# Recordclass library

**Recordclass** is [MIT Licensed](http://opensource.org/licenses/MIT) python library.
It was started as a "proof of concept" for the problem of fast "mutable"
alternative of `namedtuple` (see [question](https://stackoverflow.com/questions/29290359/existence-of-mutable-named-tuple-in-python) on stackoverflow).
It implements a factory function `recordclass` (a variant of `collection.namedtuple`) in order to create record-like classes with the same API as  `collection.namedtuple`. It was evolved further in order to provide more memory saving, fast and flexible type.

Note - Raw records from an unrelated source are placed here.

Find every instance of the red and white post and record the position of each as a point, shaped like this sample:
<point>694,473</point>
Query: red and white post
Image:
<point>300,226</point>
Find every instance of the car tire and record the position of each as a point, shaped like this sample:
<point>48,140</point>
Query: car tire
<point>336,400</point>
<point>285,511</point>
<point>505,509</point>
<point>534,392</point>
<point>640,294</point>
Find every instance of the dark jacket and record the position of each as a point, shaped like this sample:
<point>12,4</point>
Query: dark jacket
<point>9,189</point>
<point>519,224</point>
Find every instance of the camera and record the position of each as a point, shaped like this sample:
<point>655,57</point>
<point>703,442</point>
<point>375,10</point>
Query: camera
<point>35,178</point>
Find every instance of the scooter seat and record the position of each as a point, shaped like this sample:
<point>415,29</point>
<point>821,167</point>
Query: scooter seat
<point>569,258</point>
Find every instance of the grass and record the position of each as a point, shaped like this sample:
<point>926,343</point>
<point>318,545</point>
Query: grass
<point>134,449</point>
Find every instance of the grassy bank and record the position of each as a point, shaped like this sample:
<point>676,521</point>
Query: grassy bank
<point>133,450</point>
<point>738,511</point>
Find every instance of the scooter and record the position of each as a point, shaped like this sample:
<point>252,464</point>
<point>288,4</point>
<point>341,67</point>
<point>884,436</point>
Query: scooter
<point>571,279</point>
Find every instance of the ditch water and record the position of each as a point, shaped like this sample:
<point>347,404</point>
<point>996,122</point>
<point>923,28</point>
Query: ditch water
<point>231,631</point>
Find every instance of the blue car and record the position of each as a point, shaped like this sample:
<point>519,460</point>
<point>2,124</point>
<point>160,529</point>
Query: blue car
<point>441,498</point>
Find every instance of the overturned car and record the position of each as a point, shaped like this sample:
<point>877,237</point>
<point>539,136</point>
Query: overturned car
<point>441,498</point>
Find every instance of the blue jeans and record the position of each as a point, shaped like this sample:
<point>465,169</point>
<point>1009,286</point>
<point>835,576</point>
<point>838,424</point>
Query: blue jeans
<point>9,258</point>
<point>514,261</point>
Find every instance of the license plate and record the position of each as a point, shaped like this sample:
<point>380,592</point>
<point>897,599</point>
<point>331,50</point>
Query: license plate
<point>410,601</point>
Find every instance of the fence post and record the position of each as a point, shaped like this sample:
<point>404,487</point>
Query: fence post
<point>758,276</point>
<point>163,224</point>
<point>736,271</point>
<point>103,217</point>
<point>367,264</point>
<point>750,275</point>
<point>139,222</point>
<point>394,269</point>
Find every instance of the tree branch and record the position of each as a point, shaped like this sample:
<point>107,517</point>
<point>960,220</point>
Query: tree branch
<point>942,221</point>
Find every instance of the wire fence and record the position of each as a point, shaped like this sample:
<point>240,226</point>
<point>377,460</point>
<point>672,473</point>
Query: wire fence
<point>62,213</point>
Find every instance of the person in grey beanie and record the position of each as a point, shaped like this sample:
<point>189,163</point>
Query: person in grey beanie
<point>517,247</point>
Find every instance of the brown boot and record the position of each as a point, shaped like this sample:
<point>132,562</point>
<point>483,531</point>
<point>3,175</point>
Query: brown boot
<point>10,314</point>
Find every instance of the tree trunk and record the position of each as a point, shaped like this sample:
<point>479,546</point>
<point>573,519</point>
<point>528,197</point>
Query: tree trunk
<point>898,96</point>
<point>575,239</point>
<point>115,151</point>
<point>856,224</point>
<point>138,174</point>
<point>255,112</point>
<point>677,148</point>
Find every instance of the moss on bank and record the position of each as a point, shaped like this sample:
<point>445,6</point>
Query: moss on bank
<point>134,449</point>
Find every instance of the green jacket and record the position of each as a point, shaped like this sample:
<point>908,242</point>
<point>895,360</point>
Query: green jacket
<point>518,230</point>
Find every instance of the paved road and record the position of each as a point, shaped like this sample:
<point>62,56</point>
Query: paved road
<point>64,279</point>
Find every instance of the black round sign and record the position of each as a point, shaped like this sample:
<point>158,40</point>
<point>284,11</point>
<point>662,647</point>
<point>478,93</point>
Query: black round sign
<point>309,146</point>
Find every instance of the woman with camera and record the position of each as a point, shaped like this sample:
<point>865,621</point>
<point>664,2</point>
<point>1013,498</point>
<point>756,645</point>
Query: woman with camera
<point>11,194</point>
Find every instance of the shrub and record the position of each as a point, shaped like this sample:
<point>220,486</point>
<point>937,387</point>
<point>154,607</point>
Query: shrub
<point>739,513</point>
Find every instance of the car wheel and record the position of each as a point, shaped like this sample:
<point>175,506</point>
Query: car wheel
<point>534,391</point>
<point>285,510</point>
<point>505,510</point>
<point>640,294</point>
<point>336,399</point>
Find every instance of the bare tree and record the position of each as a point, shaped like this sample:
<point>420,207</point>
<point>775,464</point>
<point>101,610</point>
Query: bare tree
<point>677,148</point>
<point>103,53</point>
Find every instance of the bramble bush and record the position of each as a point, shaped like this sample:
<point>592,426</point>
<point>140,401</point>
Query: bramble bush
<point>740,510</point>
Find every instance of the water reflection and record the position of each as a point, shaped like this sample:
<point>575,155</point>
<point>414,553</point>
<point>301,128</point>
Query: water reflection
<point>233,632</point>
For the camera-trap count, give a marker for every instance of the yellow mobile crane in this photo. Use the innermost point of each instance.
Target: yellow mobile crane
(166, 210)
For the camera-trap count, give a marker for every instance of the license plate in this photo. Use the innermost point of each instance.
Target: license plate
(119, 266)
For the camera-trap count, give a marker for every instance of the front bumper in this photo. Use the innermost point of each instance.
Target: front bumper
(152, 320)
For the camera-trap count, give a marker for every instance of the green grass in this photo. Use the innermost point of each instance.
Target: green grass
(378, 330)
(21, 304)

Later **recordclass** library started to provide record-like classes that do not participate in *cyclic garbage collection* (CGC) mechanism, but support only *reference counting* mechanizm for garbage collection.
The instances of such classes have not `PyGC_Head` prefix in the memory, which decrease their size.
This may make sense in cases where it is necessary to limit the size of objects as much as possible, provided that they will never be part of circular references in the application.
For example, when an object represents a record with fields that represent simple values by convention (`int`, `float`, `str`, `date`/`time`/`datetime`, `timedelta`, etc.).
Another examples are non-recursive data structures in which all leaf elements represent simple values.
Of course, in python, nothing prevents you from “shooting yourself in the foot" by creating the reference cycle in the script or application code.
But in some cases, this can still be avoided provided that the developer understands
what he is doing and uses such classes in the code with care. Another option is a use of static analyzers together with type annotations.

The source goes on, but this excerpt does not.